House Majority Leader Eric Cantor (R-Va.) sat down with Fox News’ Chris Wallace yesterday, and the “Fox News Sunday” made an effort to get the Republican leader to talk about job creation in a little depth. We know what GOP officials think about the issue, and while Wallace went out of his way to lend credence to Republican talking points, he at least tried to find out why.
The host asked, for example, “Let’s look at the president’s job’s plan, which was blocked in the Senate this week. Here it is — $245 billion in tax cuts in incentives, $140 billion in new spending on infrastructure and aid to states, $62 billion in aid to the unemployed. Question: what’s wrong with that plan?”
Cantor avoided answering directly, claiming that people on “both sides of the aisle” resisted the bill, before arguing, “We’re not going to be for tax increases on small businesses. [Obama] knows that.”
The president’s jobs bill cut taxes on small business. The oft-confused Majority Leader got this key detail backwards.
Cantor added that both sides should “work together” on Republican ideas like the “Plan for America’s Job Creators.” As we talked about last week, even the right should be able to understand that the GOP “plan” is a transparent joke.
Wallace proceeded to press Cantor on each of the key parts of the American Jobs Act, asking, “For or against it?” Starting with infrastructure investments, Cantor wouldn’t support public spending, but would support “redoing the permitting process.”
How about $35 billion for states so that they don’t have to lay off teachers, police and firefighters? Cantor rejected the very idea because the funds “are the type of programs that the president advocated in the stimulus program.” That’s not an answer, but the Republican leader seemed to think it was.
When the discussion turned to the Republican alternative, Wallace asked Cantor why his approach would be more effective. Cantor couldn’t say. It led to this exchange:
WALLACE: All right. But here’s the issue: the president points out that Moody’s Analytics, one of the top economic consulting firms, scored his plan, figured at what impact it would have, and says it would add 1.9 million jobs next year and grow the economy by an addition 2 percent…. Congressman Cantor, do you have an independent analysis that shows how this plan would grow the economy and add jobs?
CANTOR: First of all, I would say as to the Moody’s economist that the president speaks to, they and their chief economist was the one that predicted that the stimulus program would keep unemployment from rising above 8 percent. So, I think we need to raise some questions about that assessment of his.

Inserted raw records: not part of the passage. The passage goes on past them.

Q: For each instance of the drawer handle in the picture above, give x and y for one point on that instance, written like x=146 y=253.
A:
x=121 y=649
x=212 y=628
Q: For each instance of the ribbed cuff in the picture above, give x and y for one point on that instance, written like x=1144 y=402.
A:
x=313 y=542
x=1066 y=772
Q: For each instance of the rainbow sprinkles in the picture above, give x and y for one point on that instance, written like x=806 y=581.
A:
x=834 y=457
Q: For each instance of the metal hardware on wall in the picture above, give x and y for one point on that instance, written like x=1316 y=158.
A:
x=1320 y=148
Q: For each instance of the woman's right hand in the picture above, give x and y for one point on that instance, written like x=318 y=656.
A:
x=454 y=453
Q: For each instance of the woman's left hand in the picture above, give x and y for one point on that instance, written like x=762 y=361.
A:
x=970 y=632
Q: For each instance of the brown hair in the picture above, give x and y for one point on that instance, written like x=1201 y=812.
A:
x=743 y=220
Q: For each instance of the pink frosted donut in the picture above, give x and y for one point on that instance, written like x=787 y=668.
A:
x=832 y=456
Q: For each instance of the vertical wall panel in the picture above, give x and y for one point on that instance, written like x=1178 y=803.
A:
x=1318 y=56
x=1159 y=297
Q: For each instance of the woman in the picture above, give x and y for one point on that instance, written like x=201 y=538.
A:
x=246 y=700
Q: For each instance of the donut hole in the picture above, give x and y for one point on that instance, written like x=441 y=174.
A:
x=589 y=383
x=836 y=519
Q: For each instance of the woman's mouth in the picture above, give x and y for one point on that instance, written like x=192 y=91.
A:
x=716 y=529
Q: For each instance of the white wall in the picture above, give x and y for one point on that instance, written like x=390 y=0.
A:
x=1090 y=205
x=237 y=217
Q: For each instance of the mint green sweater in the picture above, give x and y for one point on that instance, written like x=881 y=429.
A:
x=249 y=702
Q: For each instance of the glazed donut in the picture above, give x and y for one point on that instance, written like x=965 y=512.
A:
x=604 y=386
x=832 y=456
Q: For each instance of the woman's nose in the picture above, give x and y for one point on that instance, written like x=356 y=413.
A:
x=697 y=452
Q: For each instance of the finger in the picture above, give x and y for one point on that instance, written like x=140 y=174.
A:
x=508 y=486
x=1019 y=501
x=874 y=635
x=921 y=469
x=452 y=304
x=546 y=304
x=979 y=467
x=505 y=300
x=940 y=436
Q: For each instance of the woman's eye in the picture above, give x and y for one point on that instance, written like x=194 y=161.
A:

WALLACE: In fairness, he was an economic adviser to John McCain in 2008, Mark Zandi, and the fact there’s a lot of the private economic firms that say whether it’s 1 percent or 2 percent growth, a million jobs, 2 million jobs, that it would have some stimulative affect.
CANTOR: Let’s look at this. There has —
WALLACE: Here’s a question, do you have independent scoring of what your plan does?
Cantor didn’t answer. He couldn’t.
There’s an opportunity here for a simple exercise: the parties present plans to create jobs, and allow them to be subjected to independent scrutiny. Make the results available to the public: which plan boost the economy more, create more jobs, lower unemployment more, etc. The Obama White House is clearly ready for this.
But Republicans aren’t. As we discussed last week, shouldn’t it tell the political world something important when there are two alternatives to job creation, and one is terrified of economic analysis and examination?